CEREMONY TO GRANT A FREE PARDON AND APOLOGY TO THE LATE GRAND CHIEF GABRIEL SYLLIBOY
Yesterday afternoon, His Honour Brigadier-General The Honourable J.J. Grant, Lieutenant Governor of Nova Scotia, granted a Free Pardon to the late Grand Chief Gabriel Sylliboy at a ceremony at Government House. In addition, the Honourable Stephen McNeil, Premier of Nova Scotia, offered an official apology to the family of the late Grand Chief.
Grand Chief Sylliboy was 44 years old in 1927 when he was arrested and convicted under the Lands and Forests Act for hunting muskrat and possessing pelts out of season. He faced racism and discrimination throughout his court challenge. The Grand Chief died in 1964.

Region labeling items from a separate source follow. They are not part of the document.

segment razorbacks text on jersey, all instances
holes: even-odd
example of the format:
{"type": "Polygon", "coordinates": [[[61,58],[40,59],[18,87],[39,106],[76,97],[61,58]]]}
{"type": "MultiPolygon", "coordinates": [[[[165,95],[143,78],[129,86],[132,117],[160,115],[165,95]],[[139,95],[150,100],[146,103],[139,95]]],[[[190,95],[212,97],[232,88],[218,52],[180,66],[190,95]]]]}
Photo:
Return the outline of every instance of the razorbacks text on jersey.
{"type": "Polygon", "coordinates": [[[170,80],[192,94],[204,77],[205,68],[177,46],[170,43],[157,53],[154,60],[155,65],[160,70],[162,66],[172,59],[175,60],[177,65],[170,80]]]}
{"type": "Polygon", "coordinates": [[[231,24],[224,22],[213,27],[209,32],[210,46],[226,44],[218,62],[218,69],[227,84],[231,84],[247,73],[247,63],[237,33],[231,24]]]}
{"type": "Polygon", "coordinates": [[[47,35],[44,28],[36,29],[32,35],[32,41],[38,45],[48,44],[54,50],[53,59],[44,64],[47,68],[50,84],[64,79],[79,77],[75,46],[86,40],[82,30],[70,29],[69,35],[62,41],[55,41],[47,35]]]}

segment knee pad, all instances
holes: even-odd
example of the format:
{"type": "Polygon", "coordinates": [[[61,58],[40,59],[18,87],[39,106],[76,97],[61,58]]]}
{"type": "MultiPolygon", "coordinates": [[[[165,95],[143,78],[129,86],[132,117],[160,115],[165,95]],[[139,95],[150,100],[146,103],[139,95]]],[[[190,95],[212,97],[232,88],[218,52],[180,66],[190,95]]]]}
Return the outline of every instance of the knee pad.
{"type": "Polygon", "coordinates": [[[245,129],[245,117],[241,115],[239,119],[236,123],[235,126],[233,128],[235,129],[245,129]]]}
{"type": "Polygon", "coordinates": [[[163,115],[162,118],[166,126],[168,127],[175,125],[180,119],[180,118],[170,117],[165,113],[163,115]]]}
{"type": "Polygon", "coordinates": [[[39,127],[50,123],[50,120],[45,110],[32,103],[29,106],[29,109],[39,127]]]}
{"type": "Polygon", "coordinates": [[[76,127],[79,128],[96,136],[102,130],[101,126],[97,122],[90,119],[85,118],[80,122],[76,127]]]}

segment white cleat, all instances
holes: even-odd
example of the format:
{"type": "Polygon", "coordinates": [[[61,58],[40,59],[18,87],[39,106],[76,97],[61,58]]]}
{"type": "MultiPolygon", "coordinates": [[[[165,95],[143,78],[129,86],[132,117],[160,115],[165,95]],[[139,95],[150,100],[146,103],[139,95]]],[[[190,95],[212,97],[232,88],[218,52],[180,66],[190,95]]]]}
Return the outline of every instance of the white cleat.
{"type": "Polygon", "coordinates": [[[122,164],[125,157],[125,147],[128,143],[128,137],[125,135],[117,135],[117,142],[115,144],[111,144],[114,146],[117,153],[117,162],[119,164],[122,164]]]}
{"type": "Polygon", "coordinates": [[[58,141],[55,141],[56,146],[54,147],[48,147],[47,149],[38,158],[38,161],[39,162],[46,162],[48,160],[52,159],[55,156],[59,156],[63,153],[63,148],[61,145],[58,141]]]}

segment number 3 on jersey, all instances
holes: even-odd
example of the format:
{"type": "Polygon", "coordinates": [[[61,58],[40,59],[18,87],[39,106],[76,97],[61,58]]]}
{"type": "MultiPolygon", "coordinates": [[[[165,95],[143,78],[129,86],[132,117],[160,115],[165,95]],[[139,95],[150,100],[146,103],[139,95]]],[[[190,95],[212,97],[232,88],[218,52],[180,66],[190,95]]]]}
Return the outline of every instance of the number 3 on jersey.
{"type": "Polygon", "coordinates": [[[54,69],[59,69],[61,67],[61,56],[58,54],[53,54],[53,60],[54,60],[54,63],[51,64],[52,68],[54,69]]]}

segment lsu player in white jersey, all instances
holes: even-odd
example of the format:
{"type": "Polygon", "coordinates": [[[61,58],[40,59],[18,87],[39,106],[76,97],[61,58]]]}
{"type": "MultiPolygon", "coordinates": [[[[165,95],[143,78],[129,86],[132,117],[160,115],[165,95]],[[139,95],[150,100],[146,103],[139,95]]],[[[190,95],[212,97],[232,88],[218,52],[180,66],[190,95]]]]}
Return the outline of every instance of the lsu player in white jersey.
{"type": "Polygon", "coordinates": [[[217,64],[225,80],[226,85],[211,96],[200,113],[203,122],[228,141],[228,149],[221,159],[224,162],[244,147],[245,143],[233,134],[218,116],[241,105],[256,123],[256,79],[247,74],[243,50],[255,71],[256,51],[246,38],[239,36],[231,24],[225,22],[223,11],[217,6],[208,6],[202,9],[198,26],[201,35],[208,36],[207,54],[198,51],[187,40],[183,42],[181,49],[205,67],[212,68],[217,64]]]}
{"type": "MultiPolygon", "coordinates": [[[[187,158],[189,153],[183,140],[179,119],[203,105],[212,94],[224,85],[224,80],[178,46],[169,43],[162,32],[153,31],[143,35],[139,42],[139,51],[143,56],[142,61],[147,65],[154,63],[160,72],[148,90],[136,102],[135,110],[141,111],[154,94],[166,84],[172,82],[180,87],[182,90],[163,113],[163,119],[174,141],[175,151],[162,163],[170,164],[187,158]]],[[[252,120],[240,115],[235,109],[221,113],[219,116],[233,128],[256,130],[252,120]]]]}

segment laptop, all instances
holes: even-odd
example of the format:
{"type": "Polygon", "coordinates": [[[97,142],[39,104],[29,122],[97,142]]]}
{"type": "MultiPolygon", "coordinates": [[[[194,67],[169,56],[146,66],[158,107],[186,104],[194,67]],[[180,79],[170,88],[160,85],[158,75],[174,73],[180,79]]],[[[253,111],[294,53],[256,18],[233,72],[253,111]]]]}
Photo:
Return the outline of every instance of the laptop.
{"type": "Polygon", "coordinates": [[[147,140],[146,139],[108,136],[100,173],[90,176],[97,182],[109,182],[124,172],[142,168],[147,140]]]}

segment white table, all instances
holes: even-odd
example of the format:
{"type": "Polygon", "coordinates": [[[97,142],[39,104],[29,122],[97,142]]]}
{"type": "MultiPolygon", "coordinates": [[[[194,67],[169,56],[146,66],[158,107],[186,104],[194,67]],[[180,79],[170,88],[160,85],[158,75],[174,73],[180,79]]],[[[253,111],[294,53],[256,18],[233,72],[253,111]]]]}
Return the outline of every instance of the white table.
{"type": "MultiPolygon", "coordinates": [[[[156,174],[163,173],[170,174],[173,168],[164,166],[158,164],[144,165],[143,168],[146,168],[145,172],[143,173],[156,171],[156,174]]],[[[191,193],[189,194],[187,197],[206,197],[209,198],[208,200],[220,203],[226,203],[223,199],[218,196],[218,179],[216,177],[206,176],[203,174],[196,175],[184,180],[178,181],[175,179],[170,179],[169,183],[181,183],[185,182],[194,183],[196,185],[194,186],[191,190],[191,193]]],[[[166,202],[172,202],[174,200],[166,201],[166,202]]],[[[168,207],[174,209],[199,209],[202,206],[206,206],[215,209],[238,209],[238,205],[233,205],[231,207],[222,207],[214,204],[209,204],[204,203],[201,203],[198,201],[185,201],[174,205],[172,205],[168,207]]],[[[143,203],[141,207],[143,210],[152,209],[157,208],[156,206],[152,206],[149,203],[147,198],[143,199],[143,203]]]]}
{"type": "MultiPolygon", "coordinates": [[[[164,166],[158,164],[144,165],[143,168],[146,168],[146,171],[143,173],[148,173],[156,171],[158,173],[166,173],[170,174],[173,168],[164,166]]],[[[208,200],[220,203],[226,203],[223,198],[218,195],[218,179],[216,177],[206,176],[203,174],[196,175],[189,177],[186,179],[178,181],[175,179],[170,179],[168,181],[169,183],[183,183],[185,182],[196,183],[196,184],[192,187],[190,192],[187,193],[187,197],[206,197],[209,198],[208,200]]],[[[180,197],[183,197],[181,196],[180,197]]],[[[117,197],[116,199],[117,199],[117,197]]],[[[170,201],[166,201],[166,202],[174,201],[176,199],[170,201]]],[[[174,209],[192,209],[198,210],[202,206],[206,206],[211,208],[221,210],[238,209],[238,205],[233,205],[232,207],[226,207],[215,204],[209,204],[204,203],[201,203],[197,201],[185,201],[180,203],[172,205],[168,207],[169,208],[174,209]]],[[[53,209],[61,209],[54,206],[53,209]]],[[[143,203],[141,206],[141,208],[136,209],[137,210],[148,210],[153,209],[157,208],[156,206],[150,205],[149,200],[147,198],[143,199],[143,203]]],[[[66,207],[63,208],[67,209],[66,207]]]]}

A free pardon is based on innocence and recognizes that a conviction was in error. A free pardon is an extraordinary remedy and is considered only in the rarest of circumstances. Today’s pardon is only the second time a Free Pardon has been granted, the first being to the late Viola Desmond in 2010.
During the ceremony, His Honour said, “The wrongs of the past can never be undone, but we can work together to do better for the children of this generation and of those that follow. This pardon addresses an unjust conviction against the late grand chief in the pursuit of his aboriginal and treaty rights, and it helps us acknowledge and learn from the struggles of the past and memorialize those who sought to exercise their rights."
Grand Keptin Andrew Denny spoke about the significance and special status of Grand Chief Sylliboy. In addition, George Sylliboy, who represented the late Grand Chief’s family, spoke.
Due to illness, Grand Chief Ben Sylliboy was not able to be present, but was able to witness the ceremony via a live webcast.
Drummers of Eastern Eagle also performed at the ceremony.
Many members of the late Grand Chief’s family witnessed the very moving ceremony.